PARAMON: Strategic Initiatives Underpin Growth Amidst Sales Target Adjustment
Investment Bank | TA SECURITIES |
---|---|
TP (Target Price) | RM0.25 (+25.0%) |
Last Traded | RM0.20 |
Recommendation |
A leading property developer has revised its 2025 sales target downwards following a weaker-than-expected first half, yet maintains a positive outlook, backed by robust strategic growth ambitions and asset monetisation efforts. Despite a significant year-on-year sales decline in the second quarter of 2025, a quarter-on-quarter rebound and resilient demand for key projects are expected to drive improved performance in the coming quarters.
Performance Review and Market Conditions
New property sales experienced a 45% year-on-year drop in 2Q25 but saw a 28% quarter-on-quarter recovery. This brought first-half 2025 sales to RM525 million, an 18% decline year-on-year, primarily attributed to an 80% contraction in new launches compared to the previous year. Consequently, the company has prudently reduced its 2025 sales target by 20% to RM1.2 billion and trimmed its launch pipeline to RM1.0 billion, following the removal of certain planned projects due to ongoing litigations and scaling back.
While acknowledging prevailing market headwinds, the investment bank views the sales target adjustment as pragmatic. Resilient demand for the company’s products, particularly in The Ashwood KL, Utropolis Batu Kawan, and Embun Hill Bukit Mertajam, alongside a diversified geographical footprint, are expected to provide a natural hedge against localised market softness. With RM0.6 billion of planned launches in the pipeline, sales momentum is anticipated to accelerate meaningfully in the second half of 2025 to meet the revised target.
Strategic Growth and Financial Health
Management has reiterated its strategic pivot towards more sustainable, quality-driven growth, aiming to achieve a Return on Equity (ROE) above 10% by 2030, a significant increase from 7% in FY24 and approximately 2% in 2021. This goal is underpinned by a disciplined strategy that includes securing strategic land parcels capable of generating at least a 6% return on assets (ROA), leveraging its current gross gearing of 0.66x, and diversifying into recurring income streams.
To support future annual property sales, the group has set an ambitious target of acquiring RM6 billion in new gross development value (GDV) land in 2025 alone, with RM1.7 billion already secured. This active landbank replenishment is crucial given that the remaining RM5.2 billion GDV could be depleted within three to four years at the projected sales rate. While this aggressive landbanking plan may temporarily lift gross gearing, the flexibility to adopt joint ventures or milestone-based payments is expected to mitigate balance sheet pressure.

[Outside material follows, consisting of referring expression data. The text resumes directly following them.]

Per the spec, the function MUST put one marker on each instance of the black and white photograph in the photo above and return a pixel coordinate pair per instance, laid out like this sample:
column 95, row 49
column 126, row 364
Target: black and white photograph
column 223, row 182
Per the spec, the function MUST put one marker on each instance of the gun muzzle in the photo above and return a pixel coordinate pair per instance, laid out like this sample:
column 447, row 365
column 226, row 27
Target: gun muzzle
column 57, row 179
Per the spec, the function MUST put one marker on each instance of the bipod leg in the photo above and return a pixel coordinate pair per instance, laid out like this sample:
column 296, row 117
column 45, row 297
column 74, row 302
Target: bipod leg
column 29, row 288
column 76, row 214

Asset Monetisation and Diversification
Further enhancing capital efficiency, the company is actively unlocking value from up to RM1.0 billion in non-core assets. These include education campuses, a hotel, an office tower, and a stake in another real estate investment vehicle. Monetising these assets, through outright disposal or lease renegotiation, will release capital tied to underperforming assets and allow redeployment into higher-yielding property developments, serving as a key lever to boost ROE.
The co-working business, Co-labs, continues its expansion, with eight locations across Klang Valley and a 11% year-on-year increase in total space. Despite a wider loss in the first half of 2025 due to lower occupancy (66% from 70%) following a new outlet opening, management is confident that the new outlets will turn profitable within their first year. Co-labs plans to open its ninth outlet in Johor Bahru in 4Q25, marking its first venture outside Klang Valley, with further expansion into the region expected in the coming years.
Outlook and Recommendation
The investment bank maintains its “BUY” recommendation and an unchanged target price of RM1.46 per share. This valuation is based on a CY26 P/Bk multiple of 0.6x, noting that the stock remains deeply undervalued, trading at a P/E of 7.3x and P/Bk of 0.4x, significantly below the developer sector averages. With a superior dividend yield exceeding 7%, the stock offers limited downside risk. The earnings forecasts for FY25-27 are also maintained.